"Ellerimden tutan ellerin nazikçe beni sürüklediğinde mutluydum. Oysa ellerin ellerimi bıraktığında düştüğüm karanlık bile seninle doluydu."
***
Çizim defterimi karıştırarak çıktığım sınıf biraz gürültülüydü, bugünün son dersini de bitirmek beni rahatlatmaya yetmiyordu.
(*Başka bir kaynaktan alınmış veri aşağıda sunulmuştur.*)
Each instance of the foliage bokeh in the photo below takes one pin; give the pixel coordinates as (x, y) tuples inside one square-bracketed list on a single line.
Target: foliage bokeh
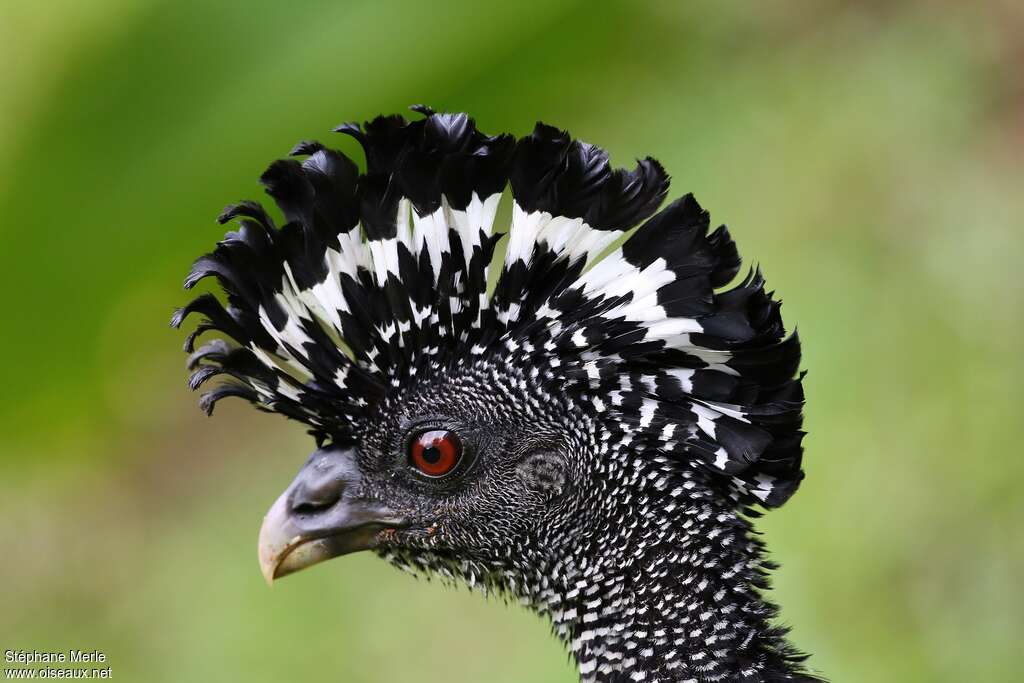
[(866, 155)]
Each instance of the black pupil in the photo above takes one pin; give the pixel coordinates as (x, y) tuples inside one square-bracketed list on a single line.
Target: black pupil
[(431, 454)]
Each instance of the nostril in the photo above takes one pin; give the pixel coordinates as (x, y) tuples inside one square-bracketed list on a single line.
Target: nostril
[(307, 507), (316, 495)]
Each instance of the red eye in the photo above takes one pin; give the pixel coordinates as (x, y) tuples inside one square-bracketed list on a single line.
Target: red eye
[(435, 453)]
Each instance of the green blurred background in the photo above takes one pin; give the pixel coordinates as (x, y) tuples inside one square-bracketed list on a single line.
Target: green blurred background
[(867, 155)]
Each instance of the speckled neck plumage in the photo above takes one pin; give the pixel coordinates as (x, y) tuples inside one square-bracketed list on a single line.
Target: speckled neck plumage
[(627, 408)]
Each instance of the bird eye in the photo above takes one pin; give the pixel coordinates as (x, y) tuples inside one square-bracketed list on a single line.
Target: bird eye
[(435, 453)]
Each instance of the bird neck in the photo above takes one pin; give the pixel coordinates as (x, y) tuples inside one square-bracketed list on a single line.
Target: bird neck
[(667, 588)]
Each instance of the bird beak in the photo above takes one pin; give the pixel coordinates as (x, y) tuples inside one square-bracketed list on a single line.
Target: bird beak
[(320, 516)]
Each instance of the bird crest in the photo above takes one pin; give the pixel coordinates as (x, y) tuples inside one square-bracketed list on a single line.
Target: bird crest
[(379, 278)]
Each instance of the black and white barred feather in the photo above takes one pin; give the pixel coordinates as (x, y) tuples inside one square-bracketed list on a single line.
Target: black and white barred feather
[(376, 278)]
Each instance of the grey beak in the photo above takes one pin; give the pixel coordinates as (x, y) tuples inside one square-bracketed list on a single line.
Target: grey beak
[(318, 516)]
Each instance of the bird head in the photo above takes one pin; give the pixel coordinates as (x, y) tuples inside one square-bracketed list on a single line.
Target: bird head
[(613, 393)]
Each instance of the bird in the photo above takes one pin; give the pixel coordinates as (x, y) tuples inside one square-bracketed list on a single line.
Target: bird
[(522, 372)]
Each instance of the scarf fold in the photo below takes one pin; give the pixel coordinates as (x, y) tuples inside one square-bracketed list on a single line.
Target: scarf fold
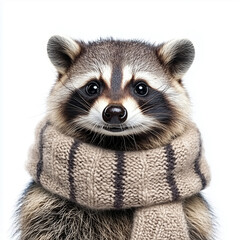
[(155, 181)]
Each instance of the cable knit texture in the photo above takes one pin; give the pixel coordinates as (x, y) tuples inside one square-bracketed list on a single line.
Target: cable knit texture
[(154, 181)]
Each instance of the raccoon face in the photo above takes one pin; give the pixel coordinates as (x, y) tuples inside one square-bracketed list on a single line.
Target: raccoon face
[(121, 95)]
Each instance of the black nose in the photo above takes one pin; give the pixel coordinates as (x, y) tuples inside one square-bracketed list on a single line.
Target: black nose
[(114, 114)]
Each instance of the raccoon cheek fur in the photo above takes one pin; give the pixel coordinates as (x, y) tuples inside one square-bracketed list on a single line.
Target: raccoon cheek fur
[(129, 182)]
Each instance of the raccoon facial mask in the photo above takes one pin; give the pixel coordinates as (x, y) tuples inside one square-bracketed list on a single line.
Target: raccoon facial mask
[(155, 181)]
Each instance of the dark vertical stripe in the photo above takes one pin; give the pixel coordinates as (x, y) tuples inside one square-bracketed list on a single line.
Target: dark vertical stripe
[(118, 179), (116, 80), (171, 162), (71, 165), (197, 166), (40, 161)]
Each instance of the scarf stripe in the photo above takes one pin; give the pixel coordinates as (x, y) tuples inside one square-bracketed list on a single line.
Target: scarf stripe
[(40, 161), (71, 164), (171, 162), (197, 166), (118, 179)]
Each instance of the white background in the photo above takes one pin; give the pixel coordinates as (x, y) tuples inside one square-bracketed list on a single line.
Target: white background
[(213, 81)]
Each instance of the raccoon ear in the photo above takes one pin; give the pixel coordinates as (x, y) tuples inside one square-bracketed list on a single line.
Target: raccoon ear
[(176, 56), (62, 52)]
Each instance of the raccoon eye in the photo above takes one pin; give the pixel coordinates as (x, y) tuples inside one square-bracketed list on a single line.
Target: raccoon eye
[(92, 88), (141, 89)]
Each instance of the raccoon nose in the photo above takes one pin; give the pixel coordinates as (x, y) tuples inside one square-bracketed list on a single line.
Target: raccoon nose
[(114, 114)]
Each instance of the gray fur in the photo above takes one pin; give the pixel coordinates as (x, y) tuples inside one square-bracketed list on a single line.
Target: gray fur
[(42, 215)]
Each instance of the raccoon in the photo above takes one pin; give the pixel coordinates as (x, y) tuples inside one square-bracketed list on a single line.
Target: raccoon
[(119, 95)]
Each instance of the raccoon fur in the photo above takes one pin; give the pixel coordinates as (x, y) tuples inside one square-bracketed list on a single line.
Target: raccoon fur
[(120, 95)]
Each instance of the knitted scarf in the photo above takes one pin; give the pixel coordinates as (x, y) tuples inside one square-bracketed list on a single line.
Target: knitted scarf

Dünden beri Seonghwa'yla karşılaşamamıştım, üstelik hâlâ bende telefon numarasının olmaması gibi tuhaf bir durum söz konusuydu. İkimiz de birbirimize telefon numarası konusunu açmıyorduk, ayrıca numarası olsaydı onu nasıl kaydedeceğimi de bilmiyordum. Profesör Park Seonghwa? SeongSeong? İkisi de kulağa kötü geliyordu, kendi kendime bulduğum isimlerden hoşlanmamıştım. Defterimi kapatarak dolabıma doğru ilerledim, Yunho'nun kendi dolabıyla uğraşırken gördüğümde dün gece çok geç geldiğinden onunla konuşamadığımı hatırlayarak arkasında durdum. Defterle omuzuna vurduğumda irkilerek arkasını döndü, beni gördüğünde rahatlasa da yüzünde tuhaf bir mutsuzluk vardı.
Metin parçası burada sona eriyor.